Sweden claims livestock growth promoter ban is working

By Carina Perkins

- Last updated on GMT

5,340 meat samples tested for residues
5,340 meat samples tested for residues

Related tags: Milk

Swedish food authorities have claimed that testing has proven meat producers are abiding by the country’s ban on growth promoters in livestock production.

The National Food Agency (NFA) said that, of 5,340 meat samples tested for residues of illegal substances, only two were found to contain a banned substance. Both had low levels of the antimicrobial drug chloramphenicol, which cannot be used in food-producing animals in Sweden.

The NFA said that both cases had been submitted to the local authorities for further investigation, but nothing had been found to suggest unauthorised use of the drug had taken place.

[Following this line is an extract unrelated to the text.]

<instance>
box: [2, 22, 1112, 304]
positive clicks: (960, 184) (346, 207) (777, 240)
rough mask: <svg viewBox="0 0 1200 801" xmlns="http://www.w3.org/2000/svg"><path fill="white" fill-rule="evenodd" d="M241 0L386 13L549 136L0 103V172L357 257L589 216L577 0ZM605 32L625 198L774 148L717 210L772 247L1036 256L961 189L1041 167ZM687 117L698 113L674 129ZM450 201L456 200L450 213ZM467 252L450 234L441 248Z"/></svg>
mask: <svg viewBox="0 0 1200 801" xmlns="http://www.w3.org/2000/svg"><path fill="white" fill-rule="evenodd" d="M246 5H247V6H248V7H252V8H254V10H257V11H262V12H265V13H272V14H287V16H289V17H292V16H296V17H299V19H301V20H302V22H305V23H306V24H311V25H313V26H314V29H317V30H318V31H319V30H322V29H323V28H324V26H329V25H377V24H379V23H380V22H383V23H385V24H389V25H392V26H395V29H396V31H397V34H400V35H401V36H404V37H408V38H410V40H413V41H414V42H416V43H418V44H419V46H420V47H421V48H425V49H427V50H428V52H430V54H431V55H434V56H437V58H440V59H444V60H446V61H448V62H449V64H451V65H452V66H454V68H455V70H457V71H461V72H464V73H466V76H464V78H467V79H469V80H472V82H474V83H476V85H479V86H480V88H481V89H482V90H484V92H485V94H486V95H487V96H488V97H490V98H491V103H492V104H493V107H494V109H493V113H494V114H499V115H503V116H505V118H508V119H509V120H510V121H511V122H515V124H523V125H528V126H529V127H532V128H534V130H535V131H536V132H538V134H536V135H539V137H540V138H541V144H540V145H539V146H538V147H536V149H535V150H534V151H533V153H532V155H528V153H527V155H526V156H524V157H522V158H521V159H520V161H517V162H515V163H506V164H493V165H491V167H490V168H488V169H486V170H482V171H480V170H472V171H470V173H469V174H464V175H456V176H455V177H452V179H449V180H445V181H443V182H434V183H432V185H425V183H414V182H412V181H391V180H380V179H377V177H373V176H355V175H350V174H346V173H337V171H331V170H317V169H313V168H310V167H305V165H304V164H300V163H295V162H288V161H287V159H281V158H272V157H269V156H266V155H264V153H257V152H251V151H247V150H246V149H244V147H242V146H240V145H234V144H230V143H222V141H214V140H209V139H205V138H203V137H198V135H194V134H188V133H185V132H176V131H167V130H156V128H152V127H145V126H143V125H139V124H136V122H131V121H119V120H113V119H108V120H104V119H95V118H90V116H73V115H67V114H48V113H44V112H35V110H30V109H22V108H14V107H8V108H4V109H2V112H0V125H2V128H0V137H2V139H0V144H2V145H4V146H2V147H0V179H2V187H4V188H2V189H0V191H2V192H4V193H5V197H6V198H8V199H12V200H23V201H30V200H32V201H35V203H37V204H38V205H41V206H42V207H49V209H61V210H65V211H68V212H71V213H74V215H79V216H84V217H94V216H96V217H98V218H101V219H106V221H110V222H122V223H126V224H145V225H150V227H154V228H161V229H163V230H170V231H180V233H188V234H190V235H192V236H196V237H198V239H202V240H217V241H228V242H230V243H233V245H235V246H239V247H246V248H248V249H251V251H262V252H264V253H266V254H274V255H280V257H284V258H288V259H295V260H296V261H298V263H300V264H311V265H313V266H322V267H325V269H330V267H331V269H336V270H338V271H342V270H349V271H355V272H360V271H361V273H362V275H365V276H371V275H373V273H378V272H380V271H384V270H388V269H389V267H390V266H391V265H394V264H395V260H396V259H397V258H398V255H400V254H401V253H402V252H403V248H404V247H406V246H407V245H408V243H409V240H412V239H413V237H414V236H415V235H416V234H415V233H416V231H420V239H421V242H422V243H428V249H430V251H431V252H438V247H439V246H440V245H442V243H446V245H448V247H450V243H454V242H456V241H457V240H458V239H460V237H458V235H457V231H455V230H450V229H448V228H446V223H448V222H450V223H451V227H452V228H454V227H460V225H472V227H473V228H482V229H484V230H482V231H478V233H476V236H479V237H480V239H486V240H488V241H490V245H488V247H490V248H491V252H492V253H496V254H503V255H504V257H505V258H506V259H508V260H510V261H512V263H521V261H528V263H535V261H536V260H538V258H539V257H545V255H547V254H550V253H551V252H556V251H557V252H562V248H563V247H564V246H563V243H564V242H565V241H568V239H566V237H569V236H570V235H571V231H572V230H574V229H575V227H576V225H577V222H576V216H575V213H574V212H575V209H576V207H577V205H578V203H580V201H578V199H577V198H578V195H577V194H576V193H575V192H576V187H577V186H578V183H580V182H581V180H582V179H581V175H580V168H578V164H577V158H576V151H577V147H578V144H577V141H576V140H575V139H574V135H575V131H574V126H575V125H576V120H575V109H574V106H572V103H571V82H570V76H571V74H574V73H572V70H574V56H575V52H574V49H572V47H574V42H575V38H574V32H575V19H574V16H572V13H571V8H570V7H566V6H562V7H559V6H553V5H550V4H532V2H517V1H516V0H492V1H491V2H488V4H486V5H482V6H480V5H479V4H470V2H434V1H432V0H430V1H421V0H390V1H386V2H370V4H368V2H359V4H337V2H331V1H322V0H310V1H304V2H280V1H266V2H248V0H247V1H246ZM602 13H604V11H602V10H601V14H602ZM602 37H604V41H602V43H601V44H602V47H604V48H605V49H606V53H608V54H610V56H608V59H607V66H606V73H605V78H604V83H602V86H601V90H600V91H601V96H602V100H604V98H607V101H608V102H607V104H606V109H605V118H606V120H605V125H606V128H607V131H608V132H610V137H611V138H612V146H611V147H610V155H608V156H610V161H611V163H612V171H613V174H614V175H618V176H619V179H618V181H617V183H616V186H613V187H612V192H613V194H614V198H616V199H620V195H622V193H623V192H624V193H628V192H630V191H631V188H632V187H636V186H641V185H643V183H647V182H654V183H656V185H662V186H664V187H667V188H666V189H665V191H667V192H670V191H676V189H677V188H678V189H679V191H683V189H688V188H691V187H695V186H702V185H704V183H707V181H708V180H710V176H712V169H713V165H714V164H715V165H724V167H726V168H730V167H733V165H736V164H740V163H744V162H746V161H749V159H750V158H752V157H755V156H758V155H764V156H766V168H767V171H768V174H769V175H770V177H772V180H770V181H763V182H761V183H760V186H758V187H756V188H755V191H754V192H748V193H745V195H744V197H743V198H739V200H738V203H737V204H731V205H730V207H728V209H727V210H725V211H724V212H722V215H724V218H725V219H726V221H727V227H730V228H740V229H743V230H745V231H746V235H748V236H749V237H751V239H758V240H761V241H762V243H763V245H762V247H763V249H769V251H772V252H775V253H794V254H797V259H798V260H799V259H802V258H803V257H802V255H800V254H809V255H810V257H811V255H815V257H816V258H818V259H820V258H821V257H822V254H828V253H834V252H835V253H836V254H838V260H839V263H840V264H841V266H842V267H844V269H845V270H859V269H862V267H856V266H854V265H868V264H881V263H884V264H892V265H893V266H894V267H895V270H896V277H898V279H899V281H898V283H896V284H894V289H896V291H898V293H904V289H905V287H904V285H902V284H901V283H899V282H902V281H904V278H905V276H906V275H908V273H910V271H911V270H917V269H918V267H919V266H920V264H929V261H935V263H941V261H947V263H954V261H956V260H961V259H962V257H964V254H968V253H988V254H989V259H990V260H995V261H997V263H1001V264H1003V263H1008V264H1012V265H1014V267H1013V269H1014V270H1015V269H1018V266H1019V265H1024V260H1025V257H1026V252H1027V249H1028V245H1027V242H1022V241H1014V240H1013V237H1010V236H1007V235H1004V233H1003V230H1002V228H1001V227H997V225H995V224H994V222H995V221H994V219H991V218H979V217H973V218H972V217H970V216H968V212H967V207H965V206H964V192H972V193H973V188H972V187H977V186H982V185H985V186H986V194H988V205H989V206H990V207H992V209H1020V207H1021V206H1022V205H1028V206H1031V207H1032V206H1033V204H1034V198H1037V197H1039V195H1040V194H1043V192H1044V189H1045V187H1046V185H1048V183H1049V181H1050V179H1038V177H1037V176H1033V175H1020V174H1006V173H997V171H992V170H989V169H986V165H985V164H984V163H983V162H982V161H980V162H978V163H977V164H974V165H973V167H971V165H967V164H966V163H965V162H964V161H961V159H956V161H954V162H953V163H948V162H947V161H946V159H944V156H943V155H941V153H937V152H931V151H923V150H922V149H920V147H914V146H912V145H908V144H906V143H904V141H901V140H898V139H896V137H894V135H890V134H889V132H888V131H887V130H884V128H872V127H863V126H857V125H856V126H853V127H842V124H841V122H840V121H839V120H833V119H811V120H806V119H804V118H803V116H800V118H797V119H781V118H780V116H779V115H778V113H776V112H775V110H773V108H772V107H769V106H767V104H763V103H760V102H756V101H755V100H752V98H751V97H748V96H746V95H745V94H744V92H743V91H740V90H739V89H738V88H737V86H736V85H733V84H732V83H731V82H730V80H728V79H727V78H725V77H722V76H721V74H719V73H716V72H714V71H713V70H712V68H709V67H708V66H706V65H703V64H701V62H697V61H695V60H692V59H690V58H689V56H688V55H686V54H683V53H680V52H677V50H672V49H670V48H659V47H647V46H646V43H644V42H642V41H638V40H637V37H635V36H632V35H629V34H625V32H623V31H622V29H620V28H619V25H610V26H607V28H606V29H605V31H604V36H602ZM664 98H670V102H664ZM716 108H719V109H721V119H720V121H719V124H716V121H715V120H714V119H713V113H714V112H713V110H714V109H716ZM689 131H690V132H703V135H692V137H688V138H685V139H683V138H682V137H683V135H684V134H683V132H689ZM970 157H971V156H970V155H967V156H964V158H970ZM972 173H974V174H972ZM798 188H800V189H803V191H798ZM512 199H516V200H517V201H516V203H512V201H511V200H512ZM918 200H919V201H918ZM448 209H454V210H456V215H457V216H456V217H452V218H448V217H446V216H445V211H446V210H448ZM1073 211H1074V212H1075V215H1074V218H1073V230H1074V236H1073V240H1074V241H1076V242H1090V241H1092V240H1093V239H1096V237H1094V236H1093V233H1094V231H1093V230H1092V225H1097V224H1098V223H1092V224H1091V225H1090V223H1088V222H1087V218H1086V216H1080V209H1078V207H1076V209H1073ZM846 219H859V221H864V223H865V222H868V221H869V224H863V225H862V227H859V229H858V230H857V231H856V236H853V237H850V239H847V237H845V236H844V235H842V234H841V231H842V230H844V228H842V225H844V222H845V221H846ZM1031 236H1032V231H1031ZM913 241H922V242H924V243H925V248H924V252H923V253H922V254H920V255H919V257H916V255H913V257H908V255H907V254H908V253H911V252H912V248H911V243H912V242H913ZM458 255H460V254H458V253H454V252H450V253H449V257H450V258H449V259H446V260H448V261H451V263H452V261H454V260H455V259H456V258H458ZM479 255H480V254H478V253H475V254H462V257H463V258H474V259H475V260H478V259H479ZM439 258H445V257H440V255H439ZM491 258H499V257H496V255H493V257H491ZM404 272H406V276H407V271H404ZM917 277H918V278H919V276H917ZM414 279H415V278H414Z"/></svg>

The body said it had begun several projects in collaboration with Sweden’s Agriculture Department and National Veterinary Institute this year to determine whether residues of chloramphenicol can form naturally, and if this might give rise to detectable levels in pork.

Samples of animal feed were also tested for cadmium, lead, mercury, chlorinated organic pollutants and mould toxins, and the NFA said that none of the samples tested positive for levels above the exposure limit, which accounts for natural residues as the result of environmental factors. Additionally, none of the animal feed samples had detectable levels of pesticides.

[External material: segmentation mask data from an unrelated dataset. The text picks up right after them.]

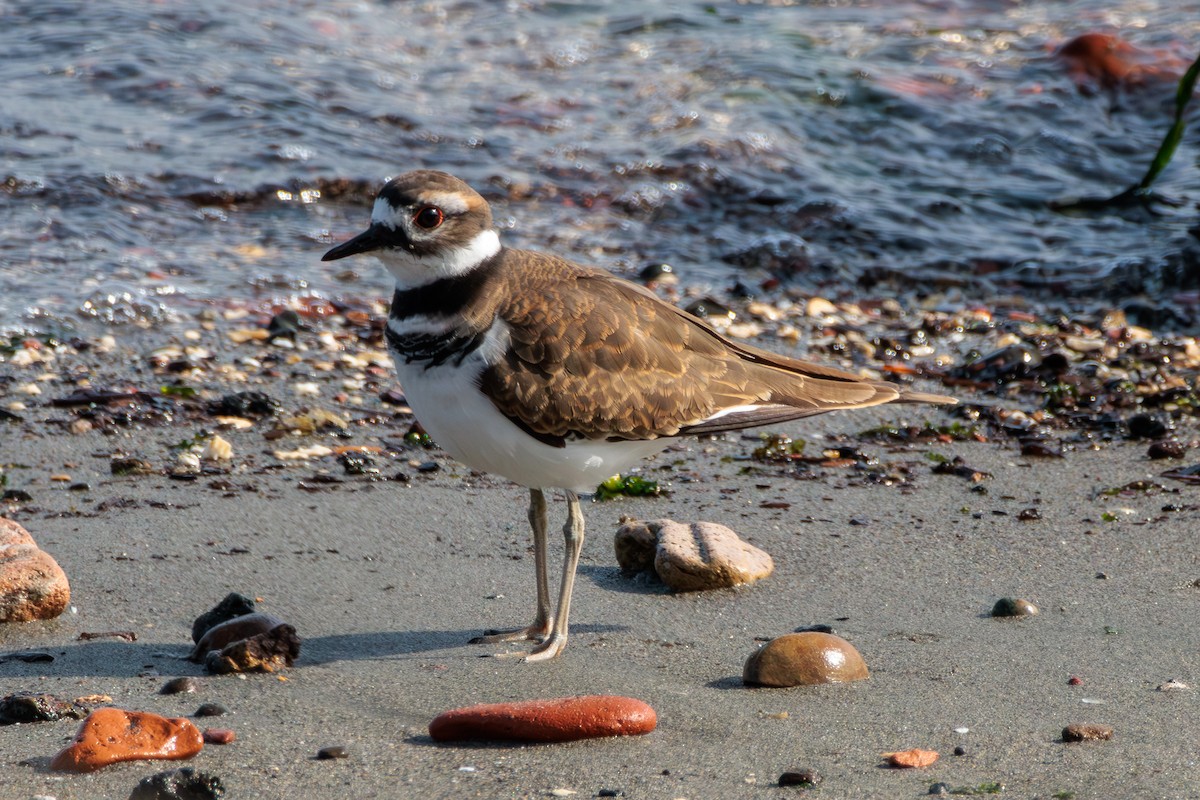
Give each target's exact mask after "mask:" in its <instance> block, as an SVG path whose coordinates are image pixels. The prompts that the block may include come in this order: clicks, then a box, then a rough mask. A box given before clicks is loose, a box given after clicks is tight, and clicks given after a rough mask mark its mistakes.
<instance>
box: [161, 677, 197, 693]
mask: <svg viewBox="0 0 1200 800" xmlns="http://www.w3.org/2000/svg"><path fill="white" fill-rule="evenodd" d="M199 690H200V681H198V680H196V679H194V678H174V679H172V680H168V681H167V682H166V684H163V685H162V688H160V690H158V693H160V694H184V693H192V692H198V691H199Z"/></svg>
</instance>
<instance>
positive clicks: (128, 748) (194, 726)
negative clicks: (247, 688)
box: [50, 709, 204, 772]
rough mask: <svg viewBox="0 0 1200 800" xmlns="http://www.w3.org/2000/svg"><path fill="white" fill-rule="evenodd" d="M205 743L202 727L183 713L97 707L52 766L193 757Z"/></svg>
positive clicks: (75, 769)
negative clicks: (201, 727)
mask: <svg viewBox="0 0 1200 800" xmlns="http://www.w3.org/2000/svg"><path fill="white" fill-rule="evenodd" d="M203 747H204V740H203V738H202V736H200V730H199V728H197V727H196V726H194V724H192V723H191V722H190V721H188V720H185V718H182V717H170V718H168V717H161V716H158V715H157V714H149V712H146V711H125V710H122V709H96V710H95V711H92V712H91V714H89V715H88V718H86V720H84V721H83V724H82V726H79V733H77V734H76V738H74V741H73V742H71V744H70V745H68V746H67V747H66V748H65V750H62V751H61V752H60V753H59V754H58V756H55V757H54V760H52V762H50V769H55V770H62V771H67V772H92V771H95V770H98V769H101V768H102V766H108V765H109V764H116V763H118V762H136V760H145V759H156V758H161V759H181V758H191V757H192V756H194V754H196V753H198V752H200V750H202V748H203Z"/></svg>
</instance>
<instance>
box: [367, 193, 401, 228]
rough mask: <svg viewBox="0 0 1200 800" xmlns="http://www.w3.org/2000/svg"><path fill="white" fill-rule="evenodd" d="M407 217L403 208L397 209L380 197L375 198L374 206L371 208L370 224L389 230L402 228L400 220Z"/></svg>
mask: <svg viewBox="0 0 1200 800" xmlns="http://www.w3.org/2000/svg"><path fill="white" fill-rule="evenodd" d="M406 215H407V211H404V209H403V207H400V209H397V207H396V206H394V205H392V204H391V203H389V201H388V200H386V199H384V198H382V197H377V198H376V204H374V205H373V206H371V222H372V223H373V224H377V225H383V227H384V228H389V229H391V230H396V229H397V228H400V227H402V219H403V218H404V216H406Z"/></svg>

“There is no need to be concerned that Swedish meat contains illegal substances. It shows our control is working,”​ said Ingrid Nordlander, state inspector at the NFA.

Banned substance

Chloramphenicol was banned for use in livestock production in the EU in the 1990s after studies revealed that eating meat with residues of the drug could trigger the fatal condition aplastic anaemia. There are also concerns over the potential carcinogenicity and genotoxicity of the drug, as well as the potential to cause antimicrobial resistance.

However, there have been incidences where the drug has been found in livestock in Europe since the ban. In Germany, for example, thousands of pigs were slaughtered last year after chloramphenicol residues were found in pig urine samples.

It emerged that the drug had ended up in pig feed after a dairy product manufacturer disposed of laboratory waste containing chloramphenicol improperly, and it ended up as the ‘white-water’ liquid that is a by-product of dairy production and is added to pig feed because it includes milk proteins.